Participating in the #BeThankfulChallenge this month (post one thing you’re thankful for on Facebook/Twitter every day from November 1 – Thanksgiving Day) proved a couple of things to me.

  • First, I find it much more difficult to be grateful–and positive about my life–than I would have hoped.  Some days, it was a struggle for me to come up with one…single…thing that I felt grateful for.  Okay, I could have taken the easy way out and said something like, “Today I am thankful for chocolate” (which is always true).  But when I tried to come up with something really specific to the day at hand, I often had to think very hard.
  • Second, item the first says much more about me than it says about my life.  I have so much to be grateful for, daily, that it should be a struggle to narrow it down.  But I’ve realized that I tend to notice the stuff I’m not grateful for, the stuff that irritates me or hurts me or makes me sad, much more than I pay attention to the things I’m grateful for.

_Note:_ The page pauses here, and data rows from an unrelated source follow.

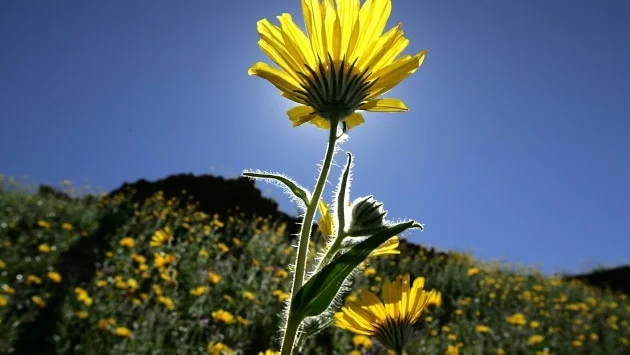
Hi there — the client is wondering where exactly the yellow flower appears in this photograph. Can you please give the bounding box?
[31,296,46,308]
[506,313,527,326]
[149,227,173,247]
[158,296,175,311]
[468,267,479,276]
[153,253,175,268]
[118,237,136,249]
[48,271,61,284]
[236,316,252,325]
[363,267,376,277]
[96,280,107,288]
[352,334,372,349]
[527,334,545,345]
[271,290,289,302]
[335,274,438,349]
[26,275,42,285]
[0,284,15,295]
[248,0,427,129]
[208,271,221,285]
[243,291,256,301]
[475,324,490,334]
[212,309,234,324]
[217,243,230,253]
[276,269,289,279]
[74,311,89,319]
[37,243,50,254]
[114,327,133,338]
[444,344,459,355]
[208,341,232,355]
[319,200,400,258]
[190,286,208,296]
[74,287,92,306]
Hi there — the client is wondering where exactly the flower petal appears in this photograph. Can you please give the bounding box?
[368,49,427,99]
[343,112,365,129]
[359,98,409,112]
[287,106,317,127]
[247,62,300,94]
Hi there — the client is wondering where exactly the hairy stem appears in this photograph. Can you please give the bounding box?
[280,119,339,355]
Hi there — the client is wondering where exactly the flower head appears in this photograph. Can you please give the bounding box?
[248,0,427,129]
[335,274,439,349]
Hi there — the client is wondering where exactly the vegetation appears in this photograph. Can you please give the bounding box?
[0,179,630,355]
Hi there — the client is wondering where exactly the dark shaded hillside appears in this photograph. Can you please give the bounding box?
[565,265,630,295]
[109,174,306,234]
[108,174,630,294]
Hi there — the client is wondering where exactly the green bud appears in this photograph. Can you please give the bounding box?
[348,195,387,236]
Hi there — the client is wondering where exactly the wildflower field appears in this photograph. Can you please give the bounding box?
[0,182,630,355]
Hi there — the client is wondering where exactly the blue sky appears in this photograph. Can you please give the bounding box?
[0,0,630,272]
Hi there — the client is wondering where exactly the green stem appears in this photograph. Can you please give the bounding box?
[280,120,339,355]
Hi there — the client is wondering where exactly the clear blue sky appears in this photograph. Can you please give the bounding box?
[0,0,630,272]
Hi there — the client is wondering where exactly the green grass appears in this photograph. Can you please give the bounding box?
[0,185,630,355]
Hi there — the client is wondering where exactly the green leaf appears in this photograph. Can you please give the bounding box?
[291,221,421,319]
[243,170,310,207]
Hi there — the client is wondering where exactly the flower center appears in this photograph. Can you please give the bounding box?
[375,317,413,350]
[294,54,378,120]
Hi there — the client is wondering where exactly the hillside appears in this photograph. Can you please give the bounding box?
[0,175,630,355]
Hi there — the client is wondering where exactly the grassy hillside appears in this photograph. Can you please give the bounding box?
[0,182,630,355]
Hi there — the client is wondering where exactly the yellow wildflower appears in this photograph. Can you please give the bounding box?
[352,334,372,349]
[212,309,234,324]
[37,243,50,254]
[248,0,427,129]
[118,237,136,249]
[208,341,233,355]
[31,296,46,308]
[208,271,221,285]
[149,227,173,247]
[335,274,437,349]
[48,271,61,284]
[114,327,133,338]
[190,286,208,296]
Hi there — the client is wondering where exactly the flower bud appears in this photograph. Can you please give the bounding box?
[348,195,387,236]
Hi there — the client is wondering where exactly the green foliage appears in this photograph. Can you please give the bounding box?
[0,188,630,355]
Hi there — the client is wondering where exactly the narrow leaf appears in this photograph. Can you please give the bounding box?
[291,221,420,319]
[243,171,309,206]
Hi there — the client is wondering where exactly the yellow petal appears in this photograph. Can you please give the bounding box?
[302,0,327,60]
[353,0,392,62]
[361,290,387,324]
[319,199,335,242]
[247,62,300,93]
[370,236,400,257]
[256,19,303,81]
[343,112,365,129]
[287,106,317,127]
[337,0,361,55]
[278,13,317,71]
[359,99,409,112]
[368,49,427,99]
[310,115,330,129]
[322,0,341,62]
[358,23,403,72]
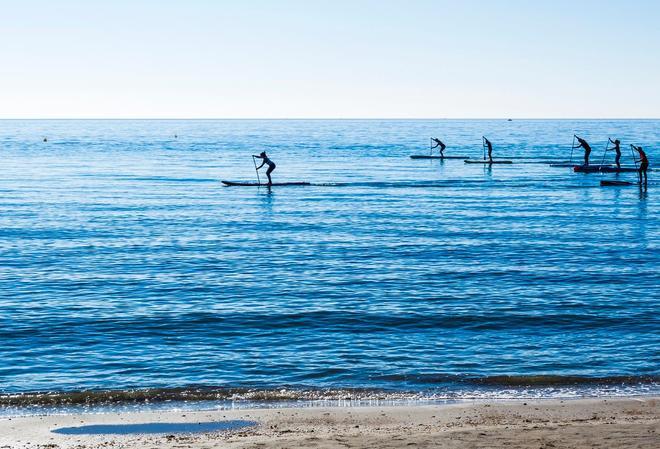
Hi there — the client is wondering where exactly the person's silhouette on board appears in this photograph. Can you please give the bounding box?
[253,151,276,186]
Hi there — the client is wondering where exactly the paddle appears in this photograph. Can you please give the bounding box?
[600,137,614,165]
[252,155,261,184]
[630,143,639,169]
[570,134,577,164]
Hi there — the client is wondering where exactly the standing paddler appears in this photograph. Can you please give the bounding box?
[573,136,591,167]
[610,139,621,168]
[484,137,493,162]
[252,151,276,186]
[431,137,447,157]
[630,145,649,186]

I want to change this about myself.  So I’m going to work on being more grateful for everything and less focused on what I lack and what didn’t go the way I hoped it would.  I will try to remember the counsel President Monson gave in his recent talk on gratitude: “If ingratitude be numbered among the serious sins, then gratitude takes its place among the noblest of virtues.”

It is unbecoming for someone who has been blessed as much as I have to feel somehow as if I have been deprived or disadvantaged.  Do I have challenges? Yes.  Do I have bad days?  Yes.  But in the balance, the good of my life far outweighs the bad.  I hope it will become easier for me to remember that, and to notice it in the details more often.